Introduction to data validation

Data validation is in essence about performing data unit testing (similar to code unit tests) so that you know when the data is not matching your expectations. The more granular unit testing, the more granular will your understanding of the data quality issue at hand be when things don’t match up. Through Rebase Vaildators, users can specify validators (sometimes called constraints or expectations) on their data that can be used to trigger alerts and monitor data quality over time. It enables users, for instance, to:
  • Detect data quality issues such as missing values, flatliners and wrong formats
  • Detect data (distribution) drift
  • Detect concept drift and/or model performance degradation
  • Detect anomalies such as under-performing energy assets or malfunctioning sensors

Defining and running data validations

Validations and validation suites are created through the rb.Validator object.
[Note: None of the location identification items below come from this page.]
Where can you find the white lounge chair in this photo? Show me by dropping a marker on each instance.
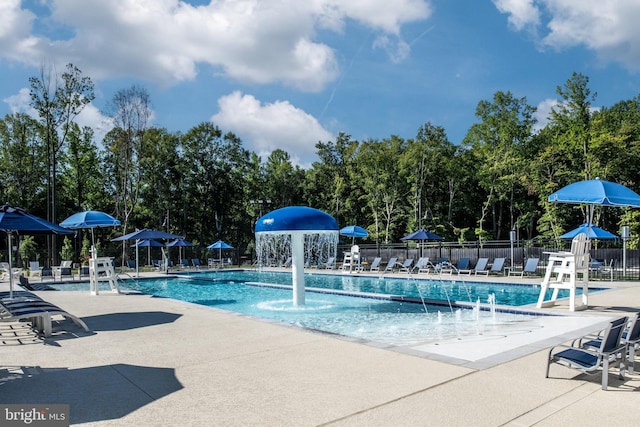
(481, 266)
(391, 265)
(530, 267)
(422, 265)
(589, 360)
(375, 264)
(34, 269)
You can either use one of the pre-defined validations or you can define your own custom validation. Here is a simple example to check if a specific column is within a pre-defined bound:
import rebase as rb

df = pd.read_csv("your_csv_file.csv")

validator = rb.Validator()
validator.column_between_values(column="power_production", low=0, high=100)

result = validator.run(df)
Several validations can be packaged into a validation suite by adding them after each other:
import rebase as rb

df = pd.read_csv("your_csv_file.csv")

validator = rb.Validator()
validator.column_between_values(column="power_production", low=0, high=100)
validator.column_not_nan(column="power_production")
validator.column_not_flatline(column="power_production")
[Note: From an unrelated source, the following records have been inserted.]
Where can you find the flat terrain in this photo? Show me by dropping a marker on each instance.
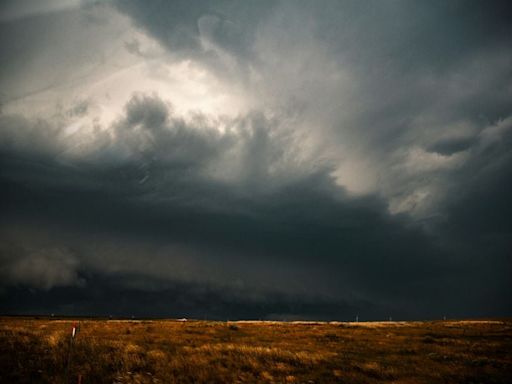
(165, 351)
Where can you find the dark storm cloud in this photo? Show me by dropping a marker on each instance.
(237, 215)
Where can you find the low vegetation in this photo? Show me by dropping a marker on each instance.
(165, 351)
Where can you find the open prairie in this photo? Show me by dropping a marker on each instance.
(165, 351)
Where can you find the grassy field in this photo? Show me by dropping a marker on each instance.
(161, 351)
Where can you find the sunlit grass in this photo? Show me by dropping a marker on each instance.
(37, 351)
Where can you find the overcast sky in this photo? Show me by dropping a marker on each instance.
(256, 159)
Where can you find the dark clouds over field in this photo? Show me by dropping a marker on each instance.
(256, 160)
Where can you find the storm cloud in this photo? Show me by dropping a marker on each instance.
(268, 160)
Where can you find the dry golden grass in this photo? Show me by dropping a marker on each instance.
(114, 351)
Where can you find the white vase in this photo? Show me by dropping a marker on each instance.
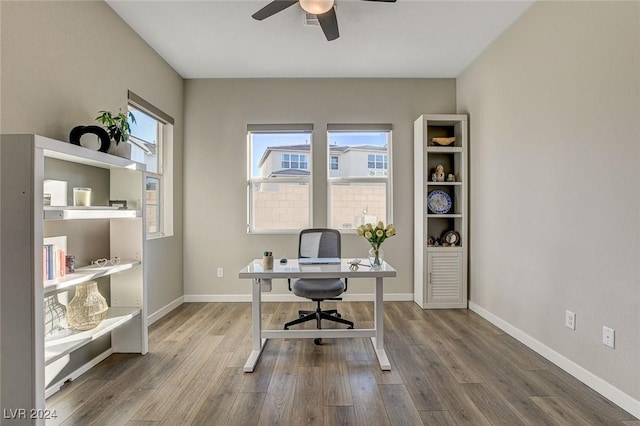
(88, 307)
(54, 315)
(376, 257)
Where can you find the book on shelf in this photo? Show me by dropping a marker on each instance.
(54, 251)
result = validator.run(df)

Creating custom data validations

import rebase as rb

df = pd.read_csv("your_csv_file.csv")

class Validator(rb.Validator): 
    def check_if_float_column_contains_only_integers(column): 
        check = df[column].apply(float.is_integer).all()

        return check

validator = Validator()
validator.check_if_float_column_contains_only_integers(column="power_production", low=0, high=100)

result = validator.run(df)